Aside from his 16-yard touchdown catch late in the first half Monday against Philadelphia, Cooley hasn’t been a big part of the passing game. In Week 1, Miami kept its safety in the middle of the field to double-team Cooley, and Jason Campbell threw his way three times. Last week, Campbell targeted Cooley three times on the first drive and five times in the game.
“He won’t get frustrated — he’ll just come back to the huddle and be like, ‘J, be alert, next time we run this play or get this certain kind of coverage, I might have an opportunity to be open,’ ” Campbell said.
Even though Cooley should be a big part of the game plan, Campbell stressed the importance of not forcing throws into coverage.

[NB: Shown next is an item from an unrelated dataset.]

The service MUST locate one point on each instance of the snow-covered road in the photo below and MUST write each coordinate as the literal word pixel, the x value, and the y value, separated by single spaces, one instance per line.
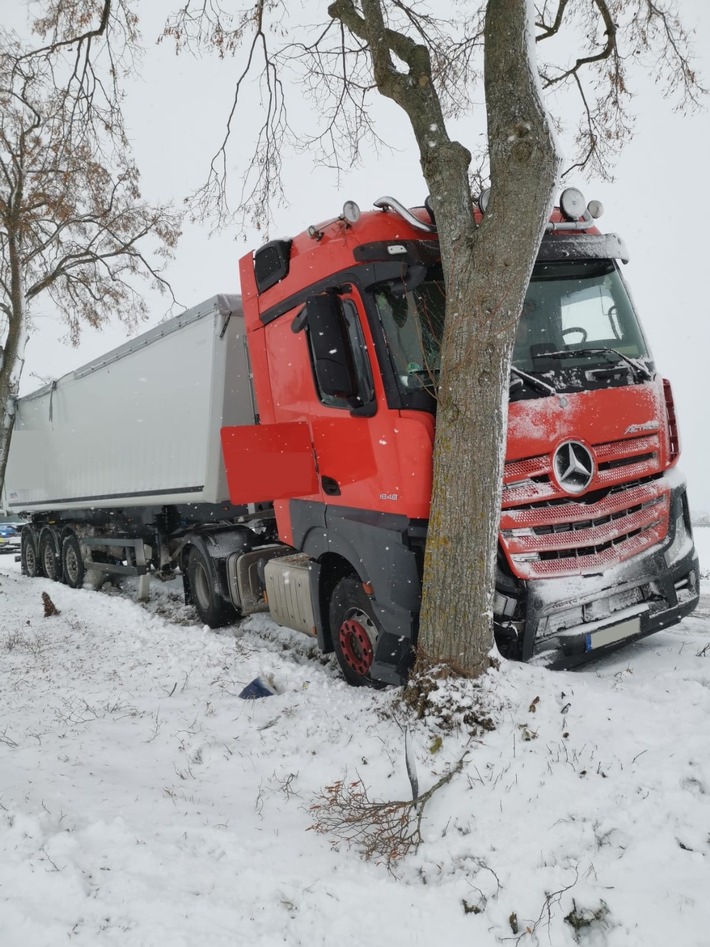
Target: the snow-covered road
pixel 142 802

“Chris is most definitely a great receiver for us, but at the same time, when you’re dropping back, the one thing you don’t want to do is get held up and try to throw the ball to certain guys based on what their defense did the week before,” Campbell said.
The Redskins addressed their backup guard situation yesterday by signing veteran Rick DeMulling. The team released receiver Shaun Bodiford.
DeMulling and Keydrick Vincent worked out for the Redskins on Wednesday, and both passed physicals. DeMulling, 30, has 53 career starts. After starting his career with Indianapolis, he was a part-time starter the last two years in Detroit. The Lions released DeMulling on Aug. 27.
DeMulling was visiting family in Spokane, Wash., when he got the call on Tuesday. He flew to the District with a stop in Denver, arriving at 1 a.m. Wednesday. Last week, he worked out for New England.
“I was relaxing and biding my time; I figured it would happen sooner or later,” he said. “The hardest part is the conditioning. No matter how much you work out, it’s hard to get out there with the pads on again. But it was also fun to be back on the field.”
After going through the entire practice Wednesday, Redskins cornerback Fred Smoot (hamstring) was limited yesterday. Defensive end Phillip Daniels (foot) did everything, and safety Vernon Fox (groin) did limited work.